Los números nos remiten nuevamente a un hecho indesmentible: nada puede ser democrático en el capitalismo. Una sociedad construída a partir de la desigualdad, o como diría Adam Smith, una sociedad que levanta a un rico a través la existencia de quinientos pobres, no puede diseminar absolutamente nada de manera igualitaria. La brutalidad del capitalismo es tal, que ni siquiera la naturaleza se desplaza por los cauces de lo necesario. El trabajador informal, el inmigrante, el pobre, debe seguir afuera tomando transporte público, cubriendo turnos en supermercados, limpiando e higienizando, intentando que el día a día no sea un fragmento contemporáneo del Decamerón. No es casual que las comunas con mayor mortalidad en el contexto de pandemia, sean precisamente aquellas con mayores índices de vulnerabilidad y pobreza multidimensional: Recoleta, Puente Alto, Conchalí, San Bernardo, entre otras.

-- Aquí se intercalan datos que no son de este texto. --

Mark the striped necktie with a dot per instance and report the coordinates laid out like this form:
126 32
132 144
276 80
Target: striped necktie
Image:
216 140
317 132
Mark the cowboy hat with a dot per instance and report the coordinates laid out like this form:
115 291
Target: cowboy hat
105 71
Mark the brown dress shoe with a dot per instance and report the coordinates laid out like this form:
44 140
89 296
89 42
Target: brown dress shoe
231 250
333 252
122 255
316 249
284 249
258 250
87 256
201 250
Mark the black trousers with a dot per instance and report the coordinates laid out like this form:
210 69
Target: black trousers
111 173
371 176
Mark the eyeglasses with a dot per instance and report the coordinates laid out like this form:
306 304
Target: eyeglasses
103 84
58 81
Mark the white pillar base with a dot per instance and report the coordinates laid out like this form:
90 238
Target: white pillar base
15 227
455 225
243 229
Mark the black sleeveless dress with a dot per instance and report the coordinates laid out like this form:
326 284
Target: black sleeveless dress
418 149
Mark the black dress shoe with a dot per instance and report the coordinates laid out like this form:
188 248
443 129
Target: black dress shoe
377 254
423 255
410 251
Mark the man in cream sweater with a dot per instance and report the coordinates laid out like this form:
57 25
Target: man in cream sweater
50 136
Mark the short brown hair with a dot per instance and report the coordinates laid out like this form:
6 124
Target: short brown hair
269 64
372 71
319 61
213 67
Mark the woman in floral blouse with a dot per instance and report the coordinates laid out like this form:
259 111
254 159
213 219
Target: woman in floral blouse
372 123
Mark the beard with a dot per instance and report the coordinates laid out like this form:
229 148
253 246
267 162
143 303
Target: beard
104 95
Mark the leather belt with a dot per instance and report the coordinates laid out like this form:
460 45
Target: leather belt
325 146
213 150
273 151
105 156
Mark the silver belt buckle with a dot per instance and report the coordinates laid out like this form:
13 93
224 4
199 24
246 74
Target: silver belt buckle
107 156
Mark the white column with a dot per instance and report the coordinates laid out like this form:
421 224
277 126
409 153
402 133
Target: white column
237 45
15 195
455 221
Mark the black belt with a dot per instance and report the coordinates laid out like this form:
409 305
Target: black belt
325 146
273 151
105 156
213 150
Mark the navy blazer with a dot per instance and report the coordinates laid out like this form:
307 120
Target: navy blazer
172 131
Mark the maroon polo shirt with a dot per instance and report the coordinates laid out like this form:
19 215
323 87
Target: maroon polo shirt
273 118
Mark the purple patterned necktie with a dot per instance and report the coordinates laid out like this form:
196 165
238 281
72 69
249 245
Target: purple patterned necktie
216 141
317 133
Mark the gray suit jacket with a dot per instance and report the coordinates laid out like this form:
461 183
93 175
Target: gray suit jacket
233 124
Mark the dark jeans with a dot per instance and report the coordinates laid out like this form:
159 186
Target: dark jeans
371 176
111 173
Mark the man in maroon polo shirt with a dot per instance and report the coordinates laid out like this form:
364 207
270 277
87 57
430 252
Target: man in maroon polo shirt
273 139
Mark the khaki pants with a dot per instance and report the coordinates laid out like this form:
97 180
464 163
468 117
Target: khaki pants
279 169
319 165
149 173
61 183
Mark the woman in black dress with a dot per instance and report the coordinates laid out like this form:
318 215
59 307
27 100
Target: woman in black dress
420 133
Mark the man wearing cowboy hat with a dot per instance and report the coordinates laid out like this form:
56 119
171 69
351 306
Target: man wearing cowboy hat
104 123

 ¿Y la ley? Piñera y compañía han demostrado el carácter puramente trascendental, cuasi poético, de una invocación ridícula ese virtual igualitarismo de la ley. Si la naturaleza está ceñida a la inmanencia radical de un neoliberalismo que toma unas vidas y escupe otras, entonces la ley no es otra cosa que la clarificación, la creación a modo de pie de página, de una fuerza insuficiente que se supone virtuosa y correctiva, un desliz pedagógico que es invocado hoy más que nunca para decirnos entre líneas, que su problema es que coexiste con una democracia imposible, y que por lo tanto, allí donde la igualdad ha sido siempre un tropo de enciclopedia o manual de derecho, la única espera posible, es  nuevamente, la de la vida desnuda.

La teleología neoliberal es clara: devenir en tanatopolítica. Lo paradójico es que el verdadero campo de concentración, al menos ahora, no está en el encierro o en el confinamiento del trabajo a distancia, sino en ese afuera forzado donde la apuesta es el hambre o la enfermedad. Sin duda, un momento de gloria para el neoliberalismo, al fin, el individuo es el único responsable de su existencia. El laboratorio chileno demuestra lo que muchos sospechamos y era sólo cuestión de tiempo, como Cronos, el experimento nacional termina por devorar a sus hijos.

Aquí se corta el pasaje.